Lazarus, Group Hacker Asal Korea Utara Diduga Terlibat dalam Peretasan Platform Kripto Indodax: Kerugian Capai 282 Miliar
Mahendra Aditya Restiawan• Kamis, 12 September 2024 | 18:20 WIB
ilustrasi Hacker (Image by Pixabay)
RADAR KUDUS - Kasus peretasan di dunia kripto kembali mencuat, dan kali ini Lazarus Group, sebuah grup peretas asal Korea Utara, menjadi sorotan.
Mereka dicurigai sebagai pihak yang bertanggung jawab atas dugaan peretasan di platform pertukaran aset kripto asal Indonesia, Indodax.
Berikut adalah rangkuman poin-poin penting mengenai kasus ini.
Transaksi Mencurigakan di Indodax
Perusahaan keamanan Web3, Cyvers, melaporkan bahwa transaksi mencurigakan terdeteksi di platform Indodax pada 11 September 2024.
Sekitar 150 transaksi aset kripto diidentifikasi sebagai bagian dari dugaan serangan ini.
Transaksi tersebut melibatkan pengiriman token dari dompet yang mencurigakan, yang pada akhirnya menimbulkan kekhawatiran atas keamanan platform tersebut.
Kerugian Mencapai US$18,2 Juta
Menurut laporan Cyvers, nilai kerugian dari dugaan peretasan ini mencapai US$18,2 juta atau sekitar Rp282,1 miliar.
Alamat yang mencurigakan tersebut diketahui telah menyimpan sebesar US$14,4 juta, yang kemudian diubah menjadi Ether (ETH).
Peretasan ini menarik perhatian karena besarnya nilai yang dicuri dan kompleksitas transaksi yang terlibat.
Lazarus Group Jadi Tersangka Utama
Grup peretas Lazarus dari Korea Utara menjadi tersangka utama dalam kasus ini.
Yosi Hammer, Head of AI dari Cyvers, menyatakan bahwa pola dan karakteristik serangan ini sangat mirip dengan metode yang sering digunakan oleh Lazarus.
Sebelumnya, grup ini juga terlibat dalam berbagai peretasan platform kripto besar lainnya, termasuk CoinsPaid.

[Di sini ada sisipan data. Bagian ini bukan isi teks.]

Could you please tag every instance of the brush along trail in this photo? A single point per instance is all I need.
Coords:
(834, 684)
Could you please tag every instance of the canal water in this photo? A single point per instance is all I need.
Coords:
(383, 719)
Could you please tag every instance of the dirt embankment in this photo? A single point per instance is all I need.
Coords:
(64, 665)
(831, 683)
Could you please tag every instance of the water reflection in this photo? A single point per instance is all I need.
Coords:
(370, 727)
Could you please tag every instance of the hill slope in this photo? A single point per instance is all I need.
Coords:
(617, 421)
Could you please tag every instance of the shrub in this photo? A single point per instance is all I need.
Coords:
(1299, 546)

Investigasi masih berlangsung untuk memastikan keterlibatan mereka secara pasti.
Pola Pencucian Uang yang Terorganisir
Analisis lebih lanjut yang dilakukan oleh PeckShield mengungkapkan bahwa aset kripto hasil dari peretasan ini telah disebar di berbagai jaringan blockchain.
Sebanyak 5.204 ETH disimpan di jaringan Ethereum, 6,8 juta POL di jaringan Polygon, dan 380 ETH di jaringan Optimism.
Ini menunjukkan adanya upaya pencucian uang yang terorganisir, sebuah taktik yang umum digunakan oleh Lazarus Group untuk menghilangkan jejak transaksi.
Penegasan dari Indodax: Aset Trader Aman
Indodax dengan cepat merespons laporan peretasan ini dan memastikan bahwa saldo para trader dalam sistemnya aman, baik dalam bentuk aset kripto maupun rupiah.
Meskipun demikian, perusahaan masih melakukan investigasi mendalam terkait serangan tersebut.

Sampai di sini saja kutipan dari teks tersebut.